Estudo diz que público jovem prefere histórias de amizades e que reflitam suas vivências

O estudo Teens and Screens 2025, realizado pelo Center for Scholars & Storytellers da UCLA (Universidade da Califórnia de Los Angeles), apresentou que jovens entre 10 e 24 anos procuram por histórias centradas em amizade e com personagens que eles possam se relacionar nas produções para a TV.
Dos 1.500 adolescentes que foram entrevistados obteve-se que 59,7% indicaram que gostariam de ver mais conteúdo cujo relacionamento principal seja a amizade. Enquanto que 32,7% disseram preferir histórias relacionáveis e semelhantes as suas próprias vidas ao invés de tramas de fantasia ou que sejam focadas em problemas do mundo real ou com enredo motivacional.
O tema amizade também se sobressai ao romance, com um total de 60,9% dos entrevistados preferirem que os relacionamentos amorosos sejam mais focados na amizade entre o casal do que no aspecto sexual. 54,9% afirmaram preferir ver personagens de gêneros diferentes mantendo uma amizade do que se transformando em namorados ou algo além.
Foram avaliados 19 tópicos, com a amizade ficando em terceiro lugar de interesse (57,7%) e o romance sendo um dos menos populares (36,5%). Em relação ao formato, tiveram 48,5% que revelaram preferir assistir produções animadas, enquanto que 51,5% disseram que preferem produções em live-action.
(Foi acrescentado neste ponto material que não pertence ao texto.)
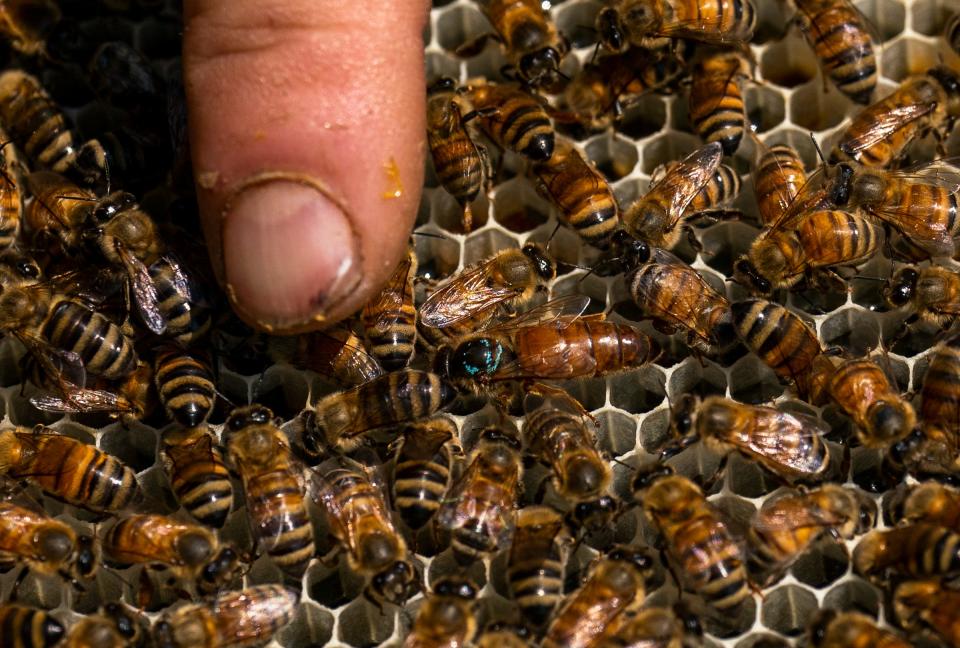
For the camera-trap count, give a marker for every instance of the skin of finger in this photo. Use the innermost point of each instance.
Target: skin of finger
(331, 89)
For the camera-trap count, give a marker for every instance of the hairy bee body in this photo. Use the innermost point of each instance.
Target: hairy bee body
(274, 488)
(198, 475)
(240, 619)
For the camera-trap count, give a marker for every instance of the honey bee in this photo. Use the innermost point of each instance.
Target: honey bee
(274, 487)
(916, 550)
(357, 515)
(657, 217)
(44, 545)
(837, 34)
(777, 179)
(697, 540)
(249, 617)
(547, 343)
(514, 119)
(581, 475)
(191, 552)
(424, 459)
(788, 445)
(390, 318)
(933, 293)
(506, 281)
(67, 469)
(716, 98)
(678, 298)
(185, 385)
(928, 605)
(461, 162)
(447, 617)
(784, 528)
(342, 419)
(615, 586)
(198, 476)
(480, 510)
(582, 196)
(535, 565)
(642, 22)
(879, 134)
(865, 393)
(39, 129)
(781, 339)
(832, 629)
(29, 627)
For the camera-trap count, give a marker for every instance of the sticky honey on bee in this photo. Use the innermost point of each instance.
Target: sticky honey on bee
(358, 517)
(249, 617)
(614, 587)
(480, 512)
(710, 561)
(785, 527)
(273, 483)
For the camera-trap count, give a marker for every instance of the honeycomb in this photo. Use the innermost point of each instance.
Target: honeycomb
(786, 102)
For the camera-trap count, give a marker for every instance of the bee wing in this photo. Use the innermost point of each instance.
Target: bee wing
(144, 292)
(463, 296)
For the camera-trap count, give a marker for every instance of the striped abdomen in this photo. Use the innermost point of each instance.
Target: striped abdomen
(777, 181)
(185, 385)
(100, 343)
(837, 34)
(278, 511)
(76, 473)
(26, 627)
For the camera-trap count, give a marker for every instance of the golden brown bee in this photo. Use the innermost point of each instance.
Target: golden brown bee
(390, 318)
(551, 342)
(480, 510)
(506, 281)
(781, 339)
(914, 551)
(866, 394)
(535, 566)
(274, 487)
(928, 605)
(185, 386)
(658, 217)
(777, 179)
(880, 133)
(832, 629)
(697, 540)
(716, 98)
(240, 619)
(44, 545)
(198, 476)
(836, 31)
(28, 627)
(358, 517)
(461, 162)
(788, 445)
(39, 129)
(787, 526)
(447, 616)
(342, 419)
(615, 586)
(422, 476)
(582, 196)
(513, 118)
(581, 475)
(677, 298)
(638, 22)
(191, 552)
(933, 293)
(67, 469)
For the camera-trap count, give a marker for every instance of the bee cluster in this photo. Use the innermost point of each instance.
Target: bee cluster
(651, 373)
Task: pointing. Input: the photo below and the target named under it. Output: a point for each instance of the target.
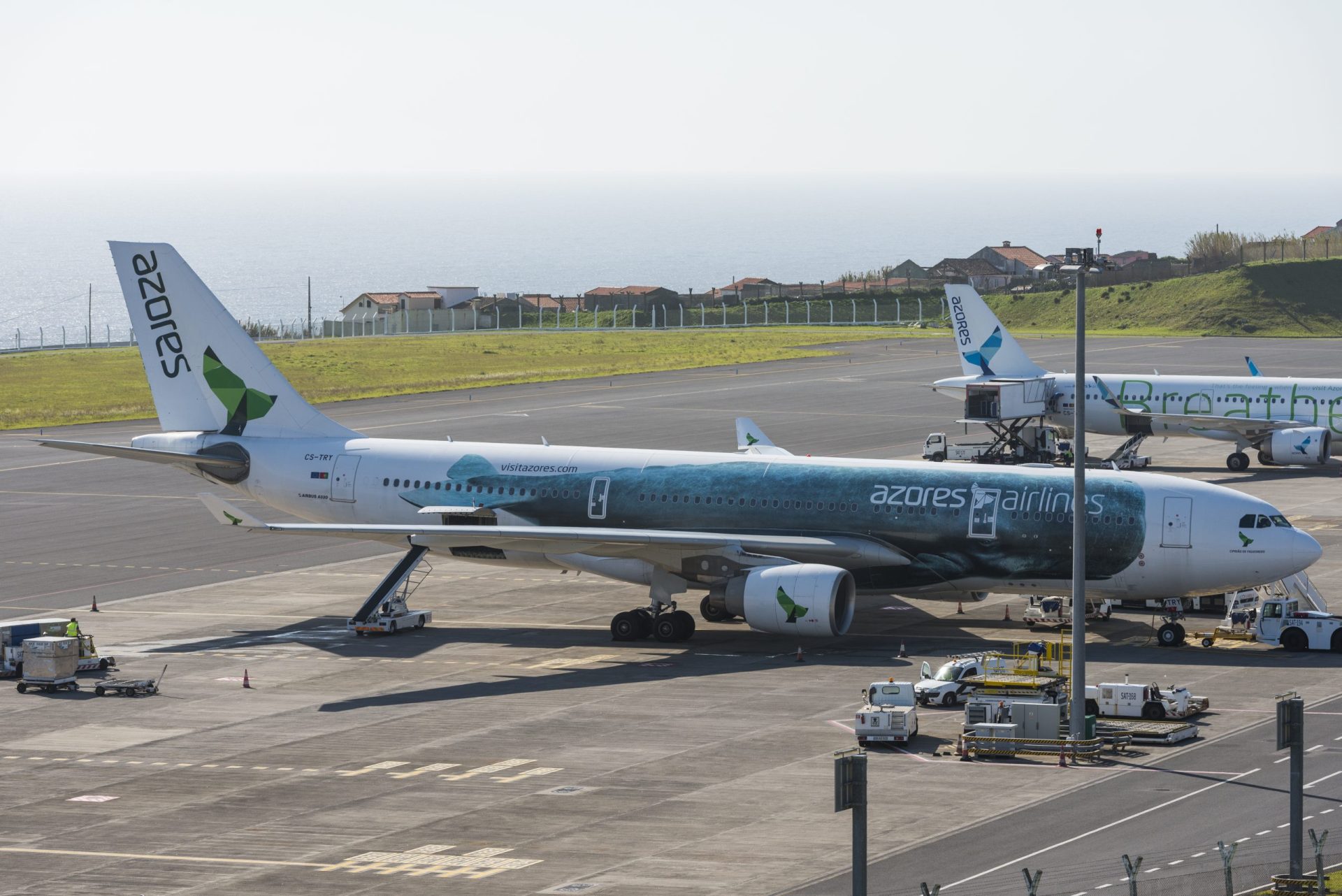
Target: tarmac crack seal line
(1043, 801)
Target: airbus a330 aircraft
(784, 541)
(1289, 421)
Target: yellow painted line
(163, 858)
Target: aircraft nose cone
(1305, 550)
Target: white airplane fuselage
(1150, 535)
(1308, 401)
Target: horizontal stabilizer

57% dos jovens também acreditam que assistem mais televisão e filmes do que os adultos, embora o façam de forma diferente. 78,4% consomem esse tipo de conteúdo em plataformas como YouTube; TikTok e redes sociais, enquanto que 46,7% disseram que assistem principalmente em dispositivos pessoais, além da televisão.
O estudo conclui que os jovens não abandonaram as séries e animações, como alguns adultos imaginam, apenas o estão buscando em outros formatos. Além disso, eles não estão negando o romance mas buscam formas mais autênticas de relacionamentos.
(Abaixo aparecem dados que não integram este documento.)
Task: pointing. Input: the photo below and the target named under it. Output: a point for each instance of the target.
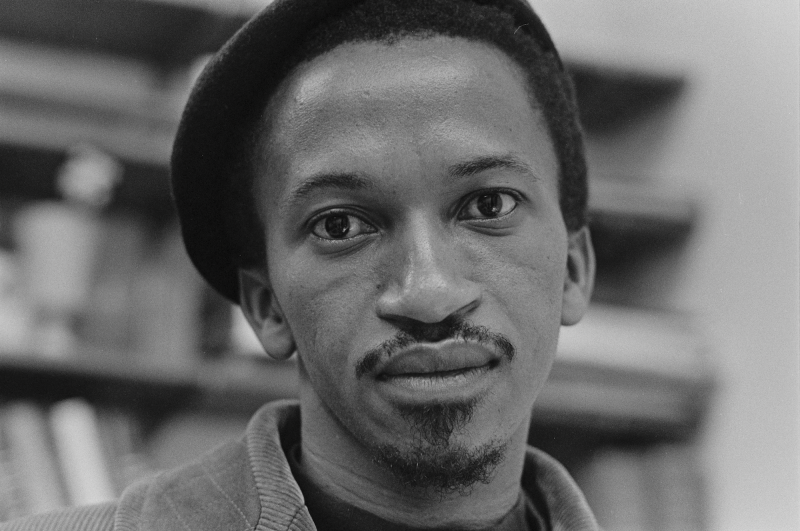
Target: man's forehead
(439, 60)
(364, 84)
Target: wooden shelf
(581, 395)
(630, 218)
(610, 99)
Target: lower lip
(468, 383)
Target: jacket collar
(269, 499)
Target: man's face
(415, 244)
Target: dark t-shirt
(332, 514)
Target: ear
(264, 314)
(579, 277)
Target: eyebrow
(355, 182)
(338, 181)
(492, 162)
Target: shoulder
(89, 518)
(548, 482)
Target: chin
(435, 456)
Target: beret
(229, 90)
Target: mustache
(451, 328)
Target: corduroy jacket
(248, 485)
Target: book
(123, 447)
(650, 488)
(10, 498)
(32, 457)
(614, 486)
(83, 463)
(650, 341)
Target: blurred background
(675, 402)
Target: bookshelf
(116, 75)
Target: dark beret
(230, 89)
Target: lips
(450, 357)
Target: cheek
(322, 305)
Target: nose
(425, 277)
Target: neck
(344, 467)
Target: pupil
(490, 204)
(337, 226)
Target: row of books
(657, 488)
(64, 454)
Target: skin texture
(402, 141)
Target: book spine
(77, 437)
(32, 458)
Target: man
(396, 191)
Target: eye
(489, 205)
(341, 226)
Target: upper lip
(430, 358)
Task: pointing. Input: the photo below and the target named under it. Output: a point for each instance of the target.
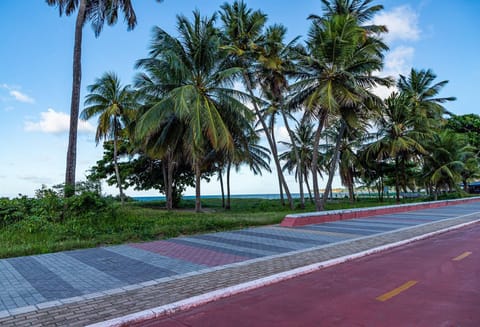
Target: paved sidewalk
(82, 287)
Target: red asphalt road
(447, 292)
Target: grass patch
(144, 221)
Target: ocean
(218, 196)
(233, 196)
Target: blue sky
(36, 66)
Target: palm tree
(336, 82)
(443, 166)
(426, 107)
(200, 92)
(114, 104)
(242, 31)
(303, 134)
(397, 138)
(97, 12)
(275, 65)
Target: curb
(302, 219)
(251, 285)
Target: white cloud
(402, 24)
(398, 61)
(19, 96)
(16, 94)
(52, 121)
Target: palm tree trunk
(198, 203)
(272, 145)
(297, 158)
(115, 164)
(333, 164)
(308, 187)
(280, 184)
(170, 167)
(165, 180)
(220, 178)
(229, 167)
(75, 102)
(316, 145)
(397, 181)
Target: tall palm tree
(201, 89)
(97, 12)
(242, 31)
(303, 134)
(420, 87)
(397, 138)
(114, 105)
(337, 80)
(274, 65)
(443, 166)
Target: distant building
(474, 187)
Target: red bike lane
(433, 282)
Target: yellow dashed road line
(462, 256)
(398, 290)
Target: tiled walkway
(43, 289)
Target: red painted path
(434, 282)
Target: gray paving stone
(163, 290)
(221, 247)
(83, 277)
(122, 268)
(45, 282)
(175, 265)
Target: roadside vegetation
(205, 97)
(50, 222)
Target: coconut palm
(303, 134)
(425, 104)
(200, 92)
(97, 12)
(397, 138)
(275, 64)
(337, 81)
(443, 166)
(242, 29)
(114, 105)
(360, 9)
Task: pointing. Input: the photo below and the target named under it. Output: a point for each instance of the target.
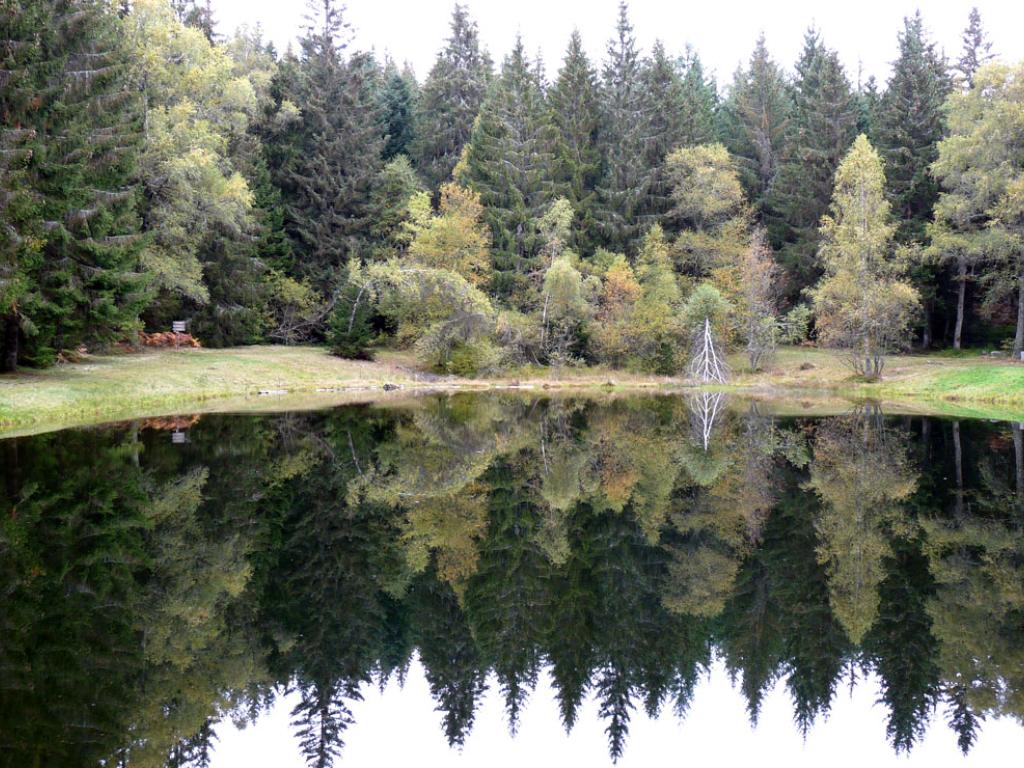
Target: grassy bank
(155, 383)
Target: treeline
(494, 216)
(150, 591)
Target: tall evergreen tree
(397, 96)
(755, 121)
(624, 186)
(574, 108)
(509, 164)
(977, 50)
(699, 101)
(667, 129)
(328, 182)
(452, 96)
(822, 127)
(77, 200)
(909, 127)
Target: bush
(473, 358)
(350, 336)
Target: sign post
(178, 327)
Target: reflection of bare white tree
(708, 364)
(705, 410)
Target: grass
(165, 382)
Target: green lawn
(164, 382)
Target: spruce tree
(452, 96)
(699, 101)
(909, 127)
(666, 107)
(509, 165)
(329, 181)
(19, 216)
(574, 109)
(397, 97)
(822, 127)
(755, 121)
(626, 180)
(82, 125)
(977, 50)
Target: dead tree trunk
(708, 365)
(9, 332)
(961, 296)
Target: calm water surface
(613, 580)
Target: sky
(722, 32)
(399, 727)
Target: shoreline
(160, 383)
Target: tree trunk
(1018, 430)
(961, 294)
(958, 459)
(1019, 338)
(9, 331)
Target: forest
(493, 215)
(153, 592)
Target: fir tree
(86, 288)
(452, 96)
(977, 50)
(397, 97)
(699, 101)
(755, 122)
(626, 180)
(821, 129)
(666, 129)
(330, 179)
(509, 164)
(909, 126)
(572, 101)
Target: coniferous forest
(152, 593)
(496, 213)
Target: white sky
(399, 727)
(722, 31)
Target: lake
(492, 580)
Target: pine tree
(755, 122)
(666, 129)
(84, 131)
(397, 97)
(821, 129)
(452, 96)
(329, 181)
(626, 180)
(909, 126)
(977, 50)
(509, 165)
(20, 222)
(572, 101)
(699, 101)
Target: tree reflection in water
(151, 590)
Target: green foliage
(821, 128)
(450, 100)
(627, 178)
(509, 165)
(71, 138)
(909, 125)
(861, 304)
(755, 123)
(350, 331)
(573, 101)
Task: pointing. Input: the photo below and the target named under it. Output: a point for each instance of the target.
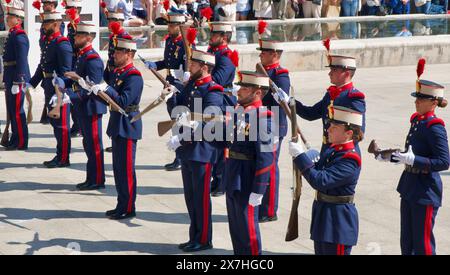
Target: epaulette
(435, 121)
(354, 156)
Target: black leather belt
(9, 63)
(410, 169)
(240, 156)
(132, 108)
(334, 199)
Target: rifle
(5, 137)
(112, 104)
(385, 154)
(55, 113)
(292, 230)
(166, 126)
(286, 108)
(158, 100)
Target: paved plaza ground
(42, 213)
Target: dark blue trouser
(61, 131)
(124, 155)
(323, 248)
(91, 128)
(196, 183)
(243, 224)
(269, 205)
(416, 232)
(19, 127)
“O relatório pinta um quadro de adolescentes e jovens adultos que estão mais engajados e exigentes com histórias tradicionais do que muitos adultos supõem. Eles não abandonaram programas de TV e filmes; eles simplesmente redefiniram como e onde os assistem e os estão usando como uma forma de se conectar. Eles estão procurando por histórias que reflitam suas vidas reais, personagens que sejam como eles e relacionamentos autênticos – especialmente amizades entre gêneros que não necessariamente se tornem românticas . Isso não é uma rejeição ao romance, mas sim um apelo por histórias mais realistas que representem todo o espectro da conexão humana.
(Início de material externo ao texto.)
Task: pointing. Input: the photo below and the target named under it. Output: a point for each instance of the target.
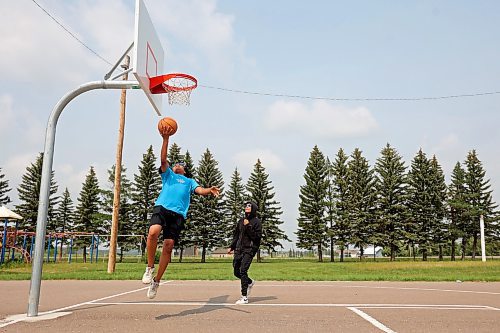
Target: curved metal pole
(43, 203)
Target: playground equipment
(147, 65)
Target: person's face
(248, 208)
(178, 168)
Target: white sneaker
(242, 300)
(250, 286)
(148, 275)
(153, 288)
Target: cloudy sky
(355, 51)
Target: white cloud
(248, 158)
(6, 115)
(36, 49)
(320, 119)
(199, 24)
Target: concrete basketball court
(208, 306)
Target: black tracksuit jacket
(246, 238)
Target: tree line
(346, 201)
(407, 210)
(209, 224)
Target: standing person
(246, 242)
(169, 213)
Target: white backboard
(148, 53)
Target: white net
(179, 90)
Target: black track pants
(241, 264)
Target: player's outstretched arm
(206, 191)
(164, 147)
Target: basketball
(166, 122)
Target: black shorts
(171, 222)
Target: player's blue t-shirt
(176, 192)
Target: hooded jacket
(246, 238)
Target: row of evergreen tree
(210, 221)
(345, 201)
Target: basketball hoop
(178, 86)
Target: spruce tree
(126, 224)
(419, 230)
(29, 194)
(261, 192)
(88, 210)
(391, 201)
(65, 217)
(341, 228)
(438, 201)
(312, 227)
(207, 213)
(361, 200)
(479, 200)
(235, 199)
(457, 202)
(4, 189)
(330, 210)
(186, 237)
(145, 190)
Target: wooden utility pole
(118, 176)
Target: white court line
(24, 317)
(334, 305)
(428, 289)
(371, 320)
(337, 286)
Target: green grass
(273, 269)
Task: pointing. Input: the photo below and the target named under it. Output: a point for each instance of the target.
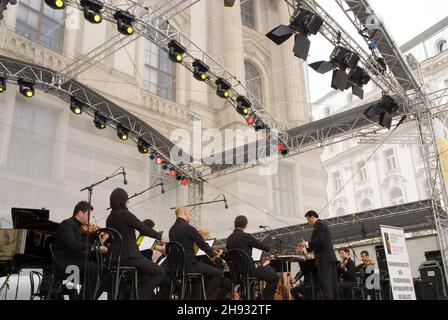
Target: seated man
(187, 235)
(70, 249)
(244, 241)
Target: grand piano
(27, 245)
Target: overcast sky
(404, 19)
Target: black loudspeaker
(431, 271)
(425, 290)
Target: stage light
(122, 132)
(176, 51)
(303, 23)
(92, 10)
(2, 84)
(222, 88)
(100, 120)
(26, 87)
(55, 4)
(76, 106)
(142, 145)
(243, 105)
(200, 70)
(159, 160)
(124, 22)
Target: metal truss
(44, 79)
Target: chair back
(176, 258)
(239, 263)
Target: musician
(321, 244)
(70, 249)
(346, 274)
(244, 241)
(188, 236)
(126, 223)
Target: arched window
(248, 13)
(396, 196)
(253, 81)
(442, 45)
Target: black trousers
(212, 275)
(328, 280)
(151, 275)
(268, 275)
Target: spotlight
(55, 4)
(243, 105)
(2, 84)
(124, 22)
(26, 87)
(76, 106)
(122, 132)
(222, 88)
(176, 51)
(303, 23)
(92, 10)
(383, 112)
(100, 120)
(358, 77)
(142, 145)
(200, 70)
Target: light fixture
(124, 22)
(100, 120)
(243, 105)
(26, 87)
(176, 51)
(222, 88)
(142, 145)
(200, 70)
(92, 10)
(302, 23)
(76, 106)
(122, 132)
(55, 4)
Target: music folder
(146, 243)
(199, 252)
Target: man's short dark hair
(241, 222)
(82, 206)
(312, 213)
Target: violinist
(346, 274)
(70, 248)
(126, 223)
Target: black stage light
(122, 132)
(2, 84)
(142, 145)
(176, 51)
(55, 4)
(100, 120)
(92, 10)
(303, 23)
(76, 106)
(124, 22)
(26, 87)
(222, 88)
(243, 105)
(200, 70)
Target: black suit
(321, 244)
(188, 236)
(70, 249)
(126, 223)
(244, 241)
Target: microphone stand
(147, 189)
(89, 200)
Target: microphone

No fundo, essas descobertas refletem uma verdade mais profunda sobre como os adolescentes usam a mídia: eles buscam conexão. Eles querem se identificar com personagens, se ver representados e, acima de tudo, construir uma comunidade com seus pares. Essa diversidade de conexões torna a mídia um espaço único para os jovens, onde eles podem explorar sua identidade, processar emoções e criar referências culturais compartilhadas com seus amigos“.
A pesquisa é realizada anualmente pela UCLA.